Я рассказывала, Митя вникал в подробности, заставляя снова и снова повторять диалоги. Он просил новых поворотов, и постепенно я привыкла их выдумывать – для него. В моих рассказах обыденная кафедральная жизнь наполнялась эфемерным смыслом. Приноравливаясь к слушателю, я вводила новых персонажей – партийную даму, вещавшую визгливым голосом, глуповатого аспиранта, исполнявшего штатную роль стукача, которого все – по моему сценарию – опасались, пожилого сытого ловеласа, норовившего явиться с плановой проверкой на мои семинарские занятия. Вникая в перипетии, Митя давал советы и, вздрагивая от ненависти, учил меня отчуждению: «Вежливость со всеми, но никаких доверительных контактов». Запомнив выдуманные фамилии и оперируя ими, он рассуждал о том, какие ничтожные люди подвизаются в нашей науке. Рассуждения доставляли ему радость. Входя во вкус, я подумывала о трагической развязке: пусть бы стукач убил партийную даму или сам покончил с собой, не вынеся мук совести. Однажды я сделала шаг: ни с того ни с сего заговорила о том, что аспирант, выпив лишку (в те годы кафедральные праздники устраивались особенно часто), поймал меня на набережной и принялся каяться в грехах. Митино лицо исказилось: как тогда. Он перебил меня, не дослушав. Снова, как в тот верблюжий раз, побелевшие глаза обратились ко мне: «Неужели ты не понимаешь, что это – смешно! – он повторил дословно. – Нет ничего пошлее покаяний стукача, эти достойны одного презрения, пока есть на свете дуры, готовые сочувствовать, их порода никогда не переведется, их следует холодом вымораживать, как тараканов».
Я слушала, замирая. Холод, сочившийся из глаз, обливал сердце. Его ненависть была живой: она способна была вдохнуть жизнь в пустую марионетку, словно не я, придумавшая, а Митя, возненавидевший, был сказочным Карабасом-Барабасом: снимал с крюков пустые театральные куклы и пускал их в пляс. Куклы, вышедшие из-под моих рук, повиновались его плетке. Упрекая меня в неопытности и неумении разбираться в людях («Похоже, наши литературные уроки – не в коня корм»), он находил психологические мотивы, истоки которых, по его представлениям, крылись в прежних временах: у партийной дамы обнаружился обкомовский отец (на этом основании Митя называл ее подлым пометом); у аспиранта – выведенная из села мамаша, строчившая доносы на интеллигентных соседей, добиваясь комнаты для подрастающего мальчика. Ловелас страшился жены-торговки.
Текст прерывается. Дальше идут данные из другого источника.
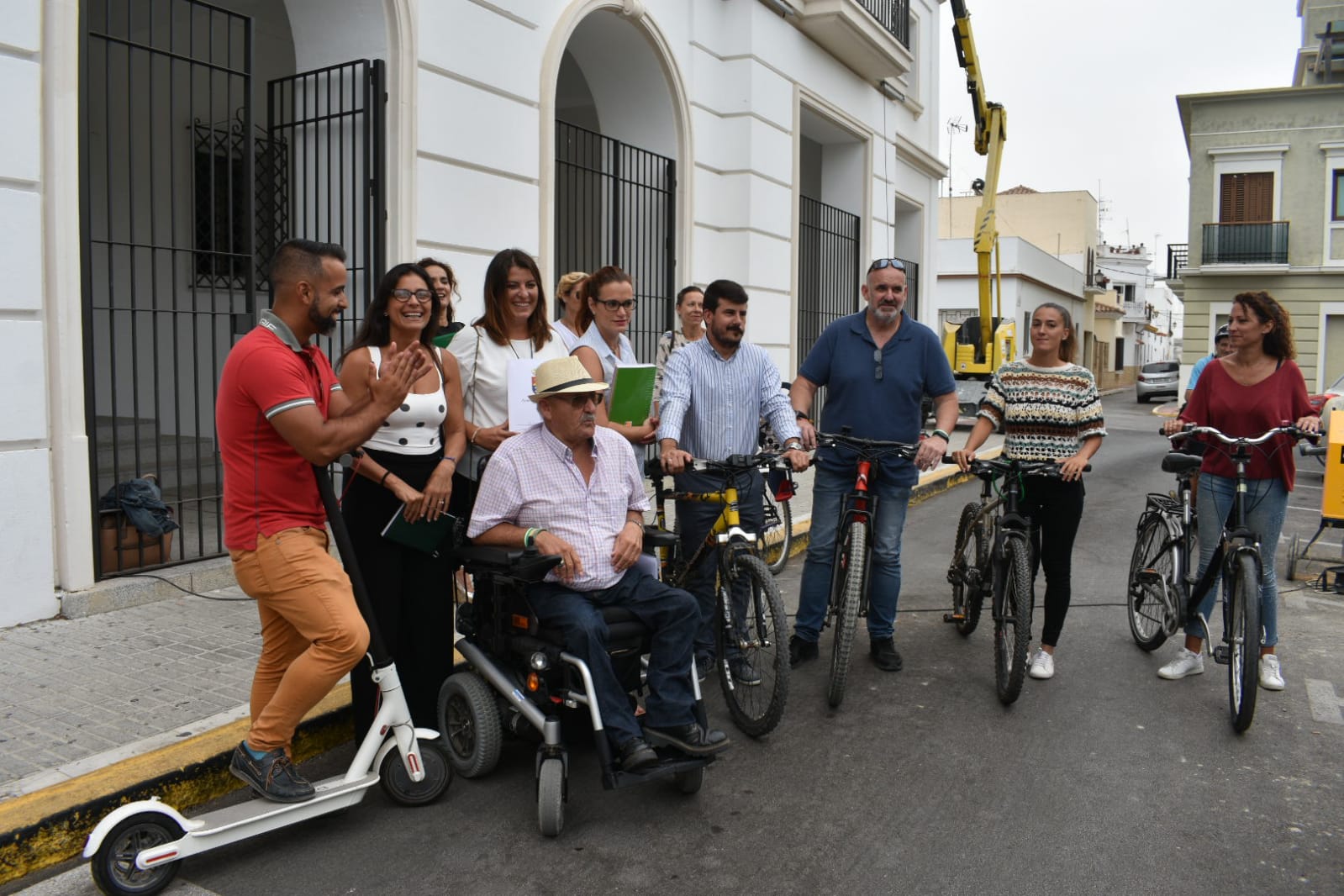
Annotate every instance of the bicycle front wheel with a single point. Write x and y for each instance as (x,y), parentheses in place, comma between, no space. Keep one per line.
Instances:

Жизнь ненавистных кукол обрастала бытовыми подробностями, которые Митя выдумывал сладострастно. Кривоватая улыбка, которой он сопровождал рассказы, истощала мои силы. С хитростью фокусника он вытягивал из цилиндра все новых зайцев. Ненависть питала его вдохновение. Партийная дама оказалась старой девой: сама мысль о ее черствой любви отпугивала мужчин. «Ты заметила, нет женщин, одевающихся не по моде, просто у одних она – нынешняя, у других – десятилетней давности, у третьих…» Партийную он отнес к четвертым, наделив ее прической «вшивый домик». «А я?» – я представила «домик» и рассмеялась. Митя оглядел одобрительно, хмыкнул и снова взялся за свое. Маленький аспирант робел женщин и, не признаваясь в своем бессилии, которое считал временным, предавался страсти доносительства. Женщины, которых он выбирал и подкарауливал на набережной, должны были приходить в особенный ужас: их содрогающиеся сердца вознаграждали его за отсутствие иных содроганий. Старый ловелас, не надеющийся на мою благосклонность, сидя на моих занятиях, воображал непристойные сцены.